What this skill does


# Checkly

**Required:** Before answering any Checkly question, run `npx checkly skills` to get the current and up-to-date action list. Do not rely on memory or prior context — the CLI is the source of truth and actions might change between releases.

Then run `npx checkly skills <action>` to load up-to-date details for the action you need.

Use `npx checkly skills install` to install this skill into your project (supports Claude Code, Cursor, Codex and more).

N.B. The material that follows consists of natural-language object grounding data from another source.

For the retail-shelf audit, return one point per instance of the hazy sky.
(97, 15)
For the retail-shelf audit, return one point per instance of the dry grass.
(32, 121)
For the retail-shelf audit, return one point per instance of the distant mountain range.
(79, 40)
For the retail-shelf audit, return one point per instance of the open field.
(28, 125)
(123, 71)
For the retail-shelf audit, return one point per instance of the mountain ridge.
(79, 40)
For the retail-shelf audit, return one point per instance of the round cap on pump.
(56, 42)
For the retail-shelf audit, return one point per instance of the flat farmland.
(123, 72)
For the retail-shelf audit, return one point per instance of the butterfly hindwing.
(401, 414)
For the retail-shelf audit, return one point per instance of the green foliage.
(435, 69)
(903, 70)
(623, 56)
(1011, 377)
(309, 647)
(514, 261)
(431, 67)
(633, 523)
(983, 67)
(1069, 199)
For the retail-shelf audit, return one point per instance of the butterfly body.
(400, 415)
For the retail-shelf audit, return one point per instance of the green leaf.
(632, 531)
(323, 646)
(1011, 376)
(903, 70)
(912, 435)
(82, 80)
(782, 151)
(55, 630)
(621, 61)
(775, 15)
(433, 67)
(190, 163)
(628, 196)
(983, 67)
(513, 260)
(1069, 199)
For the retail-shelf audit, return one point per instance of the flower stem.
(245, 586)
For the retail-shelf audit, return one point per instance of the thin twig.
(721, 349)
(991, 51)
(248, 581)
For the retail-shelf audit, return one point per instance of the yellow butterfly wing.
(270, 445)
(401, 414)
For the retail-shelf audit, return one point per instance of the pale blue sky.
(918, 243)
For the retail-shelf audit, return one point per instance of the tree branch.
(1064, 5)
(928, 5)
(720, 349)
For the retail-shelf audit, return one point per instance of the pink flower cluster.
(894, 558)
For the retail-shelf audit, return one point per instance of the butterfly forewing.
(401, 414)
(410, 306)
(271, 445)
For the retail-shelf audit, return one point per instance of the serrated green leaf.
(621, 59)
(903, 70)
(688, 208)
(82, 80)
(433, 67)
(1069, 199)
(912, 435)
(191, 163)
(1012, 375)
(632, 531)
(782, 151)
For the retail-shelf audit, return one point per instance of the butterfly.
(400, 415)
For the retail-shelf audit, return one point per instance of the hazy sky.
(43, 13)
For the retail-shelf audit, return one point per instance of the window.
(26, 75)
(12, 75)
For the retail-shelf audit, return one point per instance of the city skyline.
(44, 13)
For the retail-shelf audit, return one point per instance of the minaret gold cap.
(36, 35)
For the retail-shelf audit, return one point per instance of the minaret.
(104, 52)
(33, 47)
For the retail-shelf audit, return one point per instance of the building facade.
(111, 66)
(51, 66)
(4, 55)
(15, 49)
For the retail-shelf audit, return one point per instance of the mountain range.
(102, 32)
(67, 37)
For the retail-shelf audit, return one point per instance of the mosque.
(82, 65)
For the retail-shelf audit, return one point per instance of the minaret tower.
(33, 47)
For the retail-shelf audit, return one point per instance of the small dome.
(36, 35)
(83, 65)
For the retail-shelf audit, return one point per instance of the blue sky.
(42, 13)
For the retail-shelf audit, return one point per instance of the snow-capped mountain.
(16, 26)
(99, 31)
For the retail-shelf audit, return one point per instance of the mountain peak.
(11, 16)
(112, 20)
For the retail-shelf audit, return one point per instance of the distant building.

For recorded test-session investigations, run `npx checkly skills investigate test-sessions`.

## Progressive Disclosure via `npx checkly skills`

The skill is structured for efficient context usage:

1. **Metadata** (~80 tokens): Name and description in frontmatter
2. **Core Instructions** (~1K tokens): Main SKILL.md content with links to reference commands
3. **Reference Commands** (loaded on demand): Detailed construct documentation with examples

Agents load what they need for each task.

## Plan Awareness

Before configuring checks, run `npx checkly account plan --output json` to see what features, locations, and limits are available on the current plan. Disabled features include an `upgradeUrl` pointing to the self-service checkout page or the enterprise contact sales page — share these with the user when they need a feature that's not on their plan.

Run `npx checkly skills manage` for the full reference.

## Confirmation Protocol

Write commands (e.g. `incidents create`, `deploy`, `destroy`) return exit code 2 with a `confirmation_required` JSON envelope instead of executing. **Always present the `changes` to the user and wait for approval before running the `confirmCommand`.** Never auto-append `--force`. This applies to every write command individually — updates and resolutions need confirmation too, not just the initial create.

Run `npx checkly skills communicate` for the full protocol details.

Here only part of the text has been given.